Jim Wurster is another in a distinguished list of musicians making their living as school teachers like Rick Rizzo of Eleventh Dream Day and Robert Pollard of Guided By Voices. For 33 years, Wurster taught history by day and made music when he could. His new album, Life, has the long view perspective of the historian jaded by knowing the folly of humans all too well.

For these sessions, Jim collaborates closely with producer Jack Shawde who plays most of the instruments on the record. Shawde crafts sympathetic settings for Wurster’s words with textures that suggest Dire Straits, Richard Thompson the final recordings of Johnny Cash.

Jim’s songs are reflections of the sorry state of the world. “Cold Hard World” offers sketches of down and outers making just trying to hang on. “Master of Deception” calls out the hucksters and con men that increasingly run the show. He sings about the shell game of disinformation and the silencing of dissent. “Standing In The Fire” takes direct aim at the evangelicals who sell out all their Christian values for their MAGA caps.

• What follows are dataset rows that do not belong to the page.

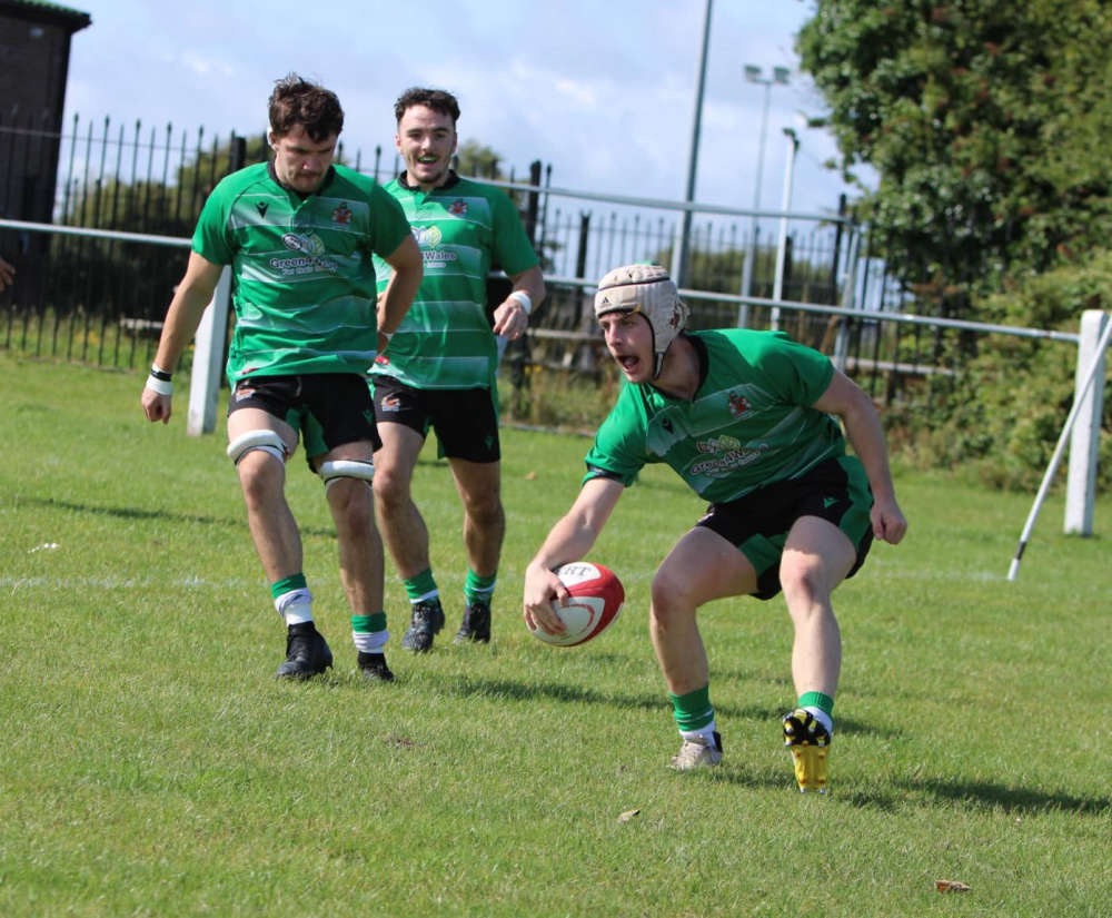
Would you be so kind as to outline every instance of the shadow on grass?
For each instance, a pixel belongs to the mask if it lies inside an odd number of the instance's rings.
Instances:
[[[206,516],[201,513],[171,513],[165,510],[142,510],[132,506],[95,506],[92,504],[77,504],[71,501],[59,501],[54,497],[19,497],[19,502],[33,504],[36,506],[53,507],[72,513],[86,513],[92,516],[113,516],[119,520],[159,520],[172,523],[202,523],[205,525],[231,526],[237,530],[245,530],[246,523],[242,517]],[[335,539],[336,530],[319,526],[304,526],[298,529],[302,536],[321,536]]]
[[[901,782],[916,794],[967,803],[973,808],[1002,809],[1007,813],[1072,812],[1108,816],[1112,801],[1106,797],[1078,797],[1062,790],[1007,787],[991,781],[944,781],[941,779]]]

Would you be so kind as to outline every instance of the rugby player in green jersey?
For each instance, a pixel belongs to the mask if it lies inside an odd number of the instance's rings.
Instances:
[[[526,569],[526,623],[563,630],[550,603],[567,591],[553,569],[587,554],[646,463],[667,463],[709,503],[652,585],[649,634],[683,740],[672,767],[722,760],[698,608],[783,590],[797,695],[784,742],[800,790],[825,791],[842,653],[831,592],[874,536],[894,544],[907,529],[876,409],[825,356],[782,333],[684,332],[687,307],[657,265],[609,272],[595,315],[625,385],[578,497]]]
[[[444,626],[429,535],[414,503],[417,456],[435,430],[464,505],[468,570],[457,642],[490,640],[490,601],[506,530],[495,376],[496,335],[525,332],[545,295],[537,255],[502,190],[451,169],[459,105],[448,92],[409,89],[395,103],[405,171],[386,186],[413,225],[425,279],[398,334],[373,369],[375,496],[383,536],[405,581],[410,626],[401,646],[424,652]],[[502,268],[509,295],[487,318],[487,277]],[[385,284],[388,272],[379,277]]]
[[[335,93],[291,73],[276,83],[269,116],[274,159],[228,176],[205,204],[141,404],[148,419],[170,419],[170,374],[230,265],[228,455],[287,626],[278,677],[308,679],[332,663],[314,623],[301,540],[285,496],[286,462],[300,437],[336,524],[359,669],[389,681],[385,561],[370,487],[379,442],[366,372],[409,308],[420,253],[397,203],[334,162],[344,127]],[[393,269],[377,298],[377,324],[375,254]]]

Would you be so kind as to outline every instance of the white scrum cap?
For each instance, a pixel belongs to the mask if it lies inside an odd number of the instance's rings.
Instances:
[[[625,265],[603,275],[595,294],[595,318],[607,313],[641,313],[648,319],[656,354],[655,378],[661,373],[664,352],[684,330],[691,310],[665,268],[641,264]]]

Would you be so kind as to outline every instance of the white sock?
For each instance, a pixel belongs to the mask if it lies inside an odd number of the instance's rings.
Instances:
[[[822,708],[813,708],[808,705],[803,710],[825,727],[827,733],[832,737],[834,736],[834,721],[831,720],[831,715],[827,714]]]
[[[712,720],[706,727],[701,727],[698,730],[681,730],[679,736],[685,740],[693,740],[696,737],[702,737],[706,740],[707,746],[715,746],[714,742],[714,731],[717,730],[717,724]],[[715,747],[717,748],[717,747]]]
[[[275,600],[275,609],[287,626],[312,621],[312,593],[301,586],[282,593]]]
[[[381,653],[390,640],[389,631],[353,631],[351,640],[359,653]]]

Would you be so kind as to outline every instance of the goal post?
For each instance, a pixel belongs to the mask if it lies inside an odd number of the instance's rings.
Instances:
[[[216,405],[224,374],[224,339],[228,333],[231,268],[225,265],[212,299],[205,307],[193,338],[193,369],[189,379],[189,414],[186,433],[210,434],[216,430]]]
[[[1070,465],[1065,484],[1065,533],[1093,534],[1093,504],[1096,500],[1096,460],[1101,441],[1101,411],[1104,405],[1104,349],[1100,347],[1104,326],[1112,318],[1101,309],[1081,315],[1078,342],[1078,373],[1074,401],[1078,417],[1070,437]],[[1093,368],[1092,385],[1084,378]]]

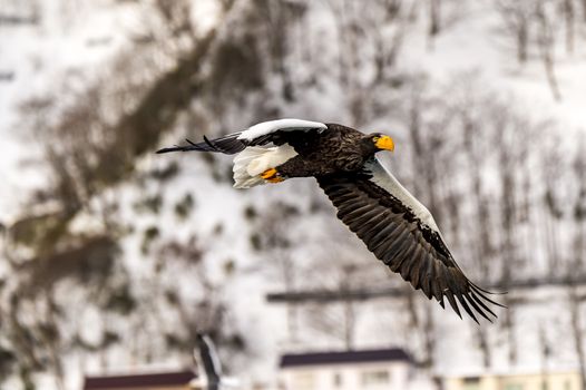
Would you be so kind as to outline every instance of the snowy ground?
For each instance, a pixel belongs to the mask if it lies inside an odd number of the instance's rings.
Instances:
[[[18,104],[21,99],[33,96],[37,91],[51,88],[51,81],[58,78],[67,69],[89,70],[98,68],[107,61],[117,49],[125,42],[125,31],[133,28],[133,17],[128,14],[124,6],[109,6],[109,1],[80,2],[76,10],[76,18],[71,18],[71,23],[64,27],[59,21],[62,14],[57,6],[59,2],[43,2],[42,13],[49,16],[43,19],[38,27],[0,27],[0,74],[13,74],[12,81],[0,81],[0,177],[3,178],[2,196],[0,196],[0,222],[10,222],[23,204],[26,196],[39,183],[47,179],[39,167],[27,163],[35,158],[39,153],[35,143],[27,139],[19,127]],[[573,56],[567,56],[563,50],[559,51],[557,75],[559,78],[563,100],[554,101],[547,86],[545,71],[539,61],[531,61],[524,67],[519,67],[515,57],[506,48],[504,39],[494,33],[498,25],[498,16],[491,11],[488,2],[470,4],[468,2],[467,12],[472,17],[459,20],[449,27],[434,41],[433,50],[429,50],[424,29],[416,29],[408,36],[404,45],[403,55],[399,66],[406,70],[423,69],[433,75],[439,82],[448,82],[455,74],[466,74],[476,71],[495,90],[505,96],[511,97],[512,101],[525,108],[525,111],[536,113],[536,116],[554,116],[563,126],[567,134],[582,131],[586,126],[586,51],[579,50]],[[81,22],[82,20],[82,22]],[[335,113],[335,108],[325,108],[328,113]],[[321,118],[311,118],[321,119]],[[326,118],[329,119],[329,118]],[[242,124],[245,125],[245,124]],[[567,136],[564,134],[563,136]],[[179,157],[187,162],[189,157]],[[156,164],[153,157],[146,157],[141,164]],[[184,172],[184,177],[204,176],[198,174],[198,169],[205,169],[202,164],[189,165],[193,170]],[[286,185],[292,185],[287,183]],[[188,191],[188,181],[175,181],[174,194],[183,194]],[[215,222],[228,222],[222,236],[224,245],[218,245],[223,250],[214,252],[214,257],[222,261],[229,257],[235,252],[248,252],[246,236],[242,235],[241,226],[229,224],[229,204],[238,203],[238,194],[229,187],[218,188],[213,181],[199,182],[199,189],[205,191],[206,197],[198,198],[199,207],[194,216],[198,221],[209,222],[209,234]],[[279,197],[279,188],[255,188],[263,191],[268,197]],[[254,195],[253,195],[254,196]],[[173,194],[169,195],[173,197]],[[223,207],[217,207],[217,199],[222,199]],[[170,213],[167,213],[170,214]],[[149,221],[144,221],[145,224]],[[165,220],[162,221],[165,223]],[[173,223],[173,222],[170,222]],[[169,232],[170,233],[170,232]],[[173,234],[180,240],[180,230],[173,231]],[[131,246],[131,243],[128,244]],[[134,245],[136,247],[136,245]],[[130,250],[131,252],[131,250]],[[129,259],[133,255],[129,254]],[[138,255],[136,270],[139,270]],[[242,267],[254,267],[254,256],[244,256]],[[133,260],[130,260],[131,262]],[[146,272],[146,271],[145,271]],[[262,360],[257,367],[252,368],[253,374],[260,376],[266,370],[274,368],[275,345],[280,345],[284,338],[283,310],[280,308],[266,308],[264,293],[271,286],[258,286],[260,281],[253,276],[247,280],[234,281],[227,294],[232,294],[234,300],[242,300],[242,312],[237,315],[243,323],[254,328],[255,332],[262,329],[266,337],[262,339],[262,344],[257,345],[260,355],[270,357]],[[250,293],[242,296],[242,291]],[[556,292],[553,292],[550,310],[559,310],[555,304]],[[441,328],[446,331],[446,339],[439,340],[440,351],[450,350],[449,355],[437,357],[439,371],[446,374],[476,373],[481,369],[481,359],[476,353],[468,352],[467,349],[450,348],[455,342],[469,344],[472,342],[469,326],[462,326],[461,322],[451,313],[443,313],[437,305],[430,305],[430,310],[437,312],[437,318],[442,319]],[[374,315],[371,311],[365,315]],[[538,340],[538,329],[547,320],[548,315],[544,306],[527,306],[519,312],[518,322],[524,325],[519,328],[521,355],[519,357],[518,370],[535,369],[539,364],[539,357],[535,353]],[[368,322],[368,320],[361,320]],[[559,319],[561,323],[568,319]],[[359,339],[364,347],[374,345],[377,338],[372,334],[381,331],[383,324],[380,320],[373,319],[372,325],[364,326]],[[272,331],[272,330],[281,331]],[[253,330],[251,330],[252,332]],[[550,330],[550,338],[558,337],[557,330]],[[457,340],[457,341],[455,341]],[[560,339],[556,364],[563,368],[576,365],[570,341]],[[502,341],[505,344],[505,341]],[[525,352],[524,352],[525,351]],[[506,349],[497,350],[499,357],[495,370],[505,370]],[[74,381],[75,382],[75,381]]]

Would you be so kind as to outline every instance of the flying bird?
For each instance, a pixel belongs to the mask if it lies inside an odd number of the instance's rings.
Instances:
[[[377,153],[394,149],[381,133],[302,119],[260,123],[168,152],[215,152],[234,157],[234,187],[248,188],[292,177],[315,177],[338,217],[370,252],[428,299],[445,308],[445,298],[461,318],[461,308],[491,322],[497,315],[490,292],[472,283],[456,263],[431,213],[379,162]]]

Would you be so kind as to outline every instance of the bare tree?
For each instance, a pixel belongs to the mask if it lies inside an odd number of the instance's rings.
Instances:
[[[517,60],[525,64],[529,55],[530,23],[534,14],[530,0],[498,0],[495,7],[504,23],[505,33],[512,37],[517,50]]]

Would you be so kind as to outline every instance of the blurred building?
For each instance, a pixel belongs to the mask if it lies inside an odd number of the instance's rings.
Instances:
[[[86,377],[84,390],[203,390],[193,371]]]
[[[578,371],[446,378],[445,390],[583,390]]]
[[[284,354],[280,380],[286,390],[407,389],[413,373],[401,349]]]

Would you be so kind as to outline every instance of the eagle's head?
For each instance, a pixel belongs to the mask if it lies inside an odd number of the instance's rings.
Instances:
[[[372,154],[380,150],[394,150],[392,138],[381,133],[372,133],[364,136],[363,143],[367,150]]]

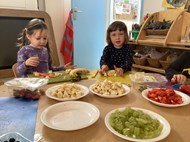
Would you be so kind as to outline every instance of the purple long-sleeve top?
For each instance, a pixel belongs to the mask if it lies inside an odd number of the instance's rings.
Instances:
[[[37,67],[26,66],[25,61],[30,57],[38,57],[39,65]],[[30,45],[23,46],[17,53],[17,73],[21,77],[27,77],[28,74],[33,72],[48,72],[64,70],[63,66],[51,66],[49,65],[49,54],[46,47],[34,48]]]

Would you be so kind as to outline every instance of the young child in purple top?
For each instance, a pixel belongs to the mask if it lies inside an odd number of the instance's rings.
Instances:
[[[61,71],[74,68],[71,63],[65,66],[52,66],[50,49],[48,47],[48,29],[44,21],[32,19],[23,29],[17,46],[17,73],[27,77],[33,72]]]
[[[114,69],[120,76],[126,71],[131,71],[133,50],[127,44],[128,33],[125,23],[113,22],[107,29],[107,46],[100,59],[101,72]]]

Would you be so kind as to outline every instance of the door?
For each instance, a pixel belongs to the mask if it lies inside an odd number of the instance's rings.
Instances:
[[[74,28],[74,64],[99,69],[105,46],[106,0],[71,0]],[[74,13],[73,13],[74,14]]]

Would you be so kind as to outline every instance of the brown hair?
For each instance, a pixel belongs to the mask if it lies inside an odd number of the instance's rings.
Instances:
[[[26,27],[22,30],[22,33],[20,33],[20,37],[17,39],[17,47],[22,48],[25,45],[29,45],[30,41],[28,40],[26,35],[32,35],[34,33],[34,30],[47,30],[46,23],[41,19],[32,19],[29,21],[29,23],[26,25]],[[49,54],[49,65],[52,63],[51,55],[50,55],[50,48],[49,44],[47,42],[47,50]]]
[[[125,25],[124,22],[115,21],[107,29],[107,35],[106,35],[107,44],[109,44],[109,45],[112,44],[111,38],[110,38],[110,33],[113,32],[113,31],[116,31],[116,30],[124,31],[125,36],[126,36],[125,43],[128,43],[129,37],[128,37],[128,32],[127,32],[127,26]]]

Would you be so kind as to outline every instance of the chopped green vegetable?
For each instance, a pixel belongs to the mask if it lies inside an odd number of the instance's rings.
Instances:
[[[110,125],[120,134],[137,138],[151,139],[160,135],[163,126],[141,110],[127,107],[123,111],[115,111],[110,115]]]

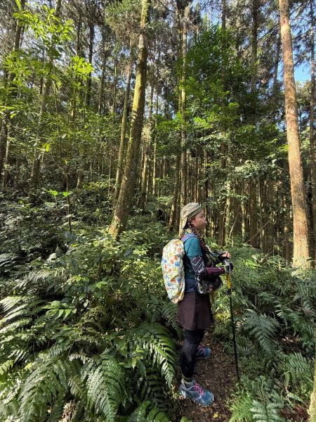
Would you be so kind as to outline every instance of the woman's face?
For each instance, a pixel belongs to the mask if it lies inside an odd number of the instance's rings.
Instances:
[[[204,212],[200,211],[195,215],[190,220],[191,225],[193,226],[193,228],[198,232],[200,230],[203,230],[207,225],[206,217],[204,217]]]

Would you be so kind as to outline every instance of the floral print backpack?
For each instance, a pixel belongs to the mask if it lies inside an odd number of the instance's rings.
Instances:
[[[162,250],[162,268],[164,286],[168,296],[173,303],[183,299],[185,282],[183,267],[184,243],[193,234],[185,234],[181,238],[174,238]]]

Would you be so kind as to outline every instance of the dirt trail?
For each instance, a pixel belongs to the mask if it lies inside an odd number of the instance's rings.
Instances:
[[[213,392],[214,402],[209,407],[202,407],[190,399],[181,399],[179,420],[182,416],[186,416],[192,422],[228,422],[230,420],[231,414],[227,402],[236,381],[235,360],[223,351],[211,331],[211,327],[206,332],[202,344],[211,347],[212,354],[209,359],[197,361],[195,378],[202,387]]]

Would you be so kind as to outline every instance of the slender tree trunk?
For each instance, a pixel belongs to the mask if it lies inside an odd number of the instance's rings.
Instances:
[[[132,54],[132,49],[131,46],[131,53],[129,62],[127,69],[127,77],[126,77],[126,86],[125,88],[125,95],[124,95],[124,105],[123,107],[123,115],[121,118],[121,139],[119,142],[119,160],[117,162],[117,176],[115,178],[115,190],[114,194],[114,203],[119,198],[119,188],[121,183],[121,177],[123,174],[123,162],[124,158],[124,153],[125,153],[125,138],[126,134],[126,125],[127,125],[127,113],[129,110],[129,91],[131,87],[131,73],[133,69],[133,54]]]
[[[24,10],[25,7],[25,0],[20,0],[20,8],[21,10]],[[20,49],[20,44],[21,42],[22,33],[23,26],[22,26],[20,22],[17,21],[15,25],[15,34],[14,37],[14,44],[13,44],[13,51],[18,51]],[[8,84],[11,87],[13,87],[13,82],[14,80],[15,75],[13,72],[10,73],[8,75]],[[6,85],[6,82],[7,77],[4,77],[4,84]],[[9,94],[10,97],[14,98],[16,97],[16,92],[11,91]],[[10,151],[10,144],[8,141],[8,126],[10,123],[12,122],[10,119],[10,115],[8,113],[5,113],[4,118],[1,121],[1,127],[0,130],[0,179],[2,175],[2,170],[4,166],[4,161],[6,158],[6,163],[8,163],[9,159],[9,151]],[[7,165],[6,166],[7,169]],[[3,179],[3,187],[5,188],[6,186],[6,183],[8,181],[8,172],[5,170]]]
[[[284,63],[289,165],[293,208],[293,265],[295,267],[308,267],[310,265],[306,201],[300,151],[289,0],[279,0],[279,4]]]
[[[312,224],[313,238],[312,241],[311,256],[316,268],[316,163],[314,137],[314,108],[315,96],[315,32],[313,0],[310,5],[310,184],[312,186]]]
[[[187,19],[189,13],[189,6],[187,6],[184,10],[182,23],[182,37],[181,37],[181,52],[182,52],[182,72],[181,72],[181,146],[183,152],[181,153],[181,193],[180,193],[180,206],[183,207],[187,201],[187,151],[185,146],[187,141],[186,132],[186,71],[185,60],[187,57]]]
[[[141,31],[138,40],[138,57],[129,148],[117,206],[110,227],[110,233],[114,238],[117,238],[126,227],[136,181],[136,167],[138,162],[139,146],[145,109],[147,58],[148,54],[148,38],[145,32],[145,25],[149,18],[150,7],[150,0],[142,0]]]
[[[92,18],[89,23],[89,44],[88,44],[88,60],[90,63],[92,64],[92,59],[93,57],[93,41],[94,41],[94,30],[95,25],[94,23],[92,22]],[[90,106],[91,100],[91,83],[92,83],[92,75],[91,72],[89,73],[86,79],[86,103],[87,106]]]
[[[103,94],[104,94],[104,82],[105,77],[105,65],[107,58],[107,51],[105,49],[105,40],[103,39],[103,56],[102,56],[102,67],[101,67],[101,76],[100,77],[100,93],[99,93],[99,101],[98,104],[98,113],[100,115],[102,114],[102,109],[103,106]]]
[[[115,56],[114,64],[114,75],[113,75],[113,101],[112,105],[112,113],[114,114],[117,111],[117,55]]]
[[[61,7],[61,0],[57,0],[56,1],[56,8],[55,8],[55,15],[59,17],[60,13],[60,7]],[[53,46],[53,40],[51,41],[51,47]],[[45,107],[47,103],[47,98],[48,97],[49,91],[51,90],[52,79],[51,75],[53,72],[53,58],[52,56],[48,58],[49,63],[49,70],[44,82],[44,87],[43,88],[43,92],[41,94],[41,106],[39,109],[39,118],[37,120],[37,136],[35,140],[35,146],[33,153],[33,162],[32,165],[32,172],[31,172],[31,178],[29,181],[29,201],[31,203],[34,203],[35,199],[35,191],[37,188],[37,186],[39,184],[39,170],[41,167],[41,161],[40,161],[40,155],[39,154],[39,151],[37,150],[39,142],[40,141],[41,136],[42,135],[43,130],[43,117],[45,110]]]
[[[226,14],[227,14],[226,0],[222,0],[222,28],[224,30],[226,29]]]
[[[258,58],[258,18],[259,14],[258,0],[252,1],[252,29],[251,29],[251,65],[253,72],[251,82],[251,124],[254,125],[254,134],[255,134],[256,122],[256,108],[257,108],[257,58]],[[250,244],[254,248],[258,246],[258,234],[257,234],[257,186],[256,179],[253,177],[249,185],[249,236]]]
[[[171,231],[174,226],[176,219],[176,211],[177,209],[178,196],[179,193],[179,182],[180,182],[180,155],[178,155],[176,158],[176,169],[175,169],[175,182],[173,190],[173,198],[172,198],[171,212],[170,213],[169,222],[168,229]]]
[[[145,206],[146,205],[147,191],[148,185],[148,170],[149,161],[150,158],[150,148],[152,143],[152,108],[154,100],[154,60],[152,63],[151,72],[151,84],[150,84],[150,96],[148,111],[148,127],[144,136],[144,165],[143,167],[142,184],[140,186],[140,208],[143,210],[143,214],[145,214]]]

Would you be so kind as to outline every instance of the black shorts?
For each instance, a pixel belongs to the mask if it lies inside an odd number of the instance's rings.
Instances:
[[[212,321],[209,294],[185,293],[178,303],[177,321],[185,330],[203,330]]]

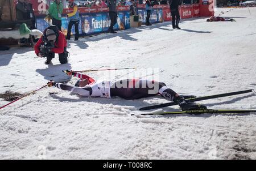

You’d be right in thinking that Life is not a sunny record. Most of the songs are overcast, if not downright gloomy. Wurster’s collaborations with Diane Ward (“Saline” and “Sweet Melody In The Wind”) offer a break in the clouds. The last tune is the darkest on the album. “Guns and Money” was originally written in response to the Columbine massacre and revised in the wake of Parkland. It’s a sparse tune for delicately plucked acoustic guitar and world weary voice. It’s a chilling incitement of the NRA and their enablers who accept any abomination as long as the guns are making money. As a teacher and a caring human being, the tragedy of these endless mass shootings wears heavily on Jim Wurster. He puts his words and his money where his heart is. All proceeds from this record benefit March For Our Lives.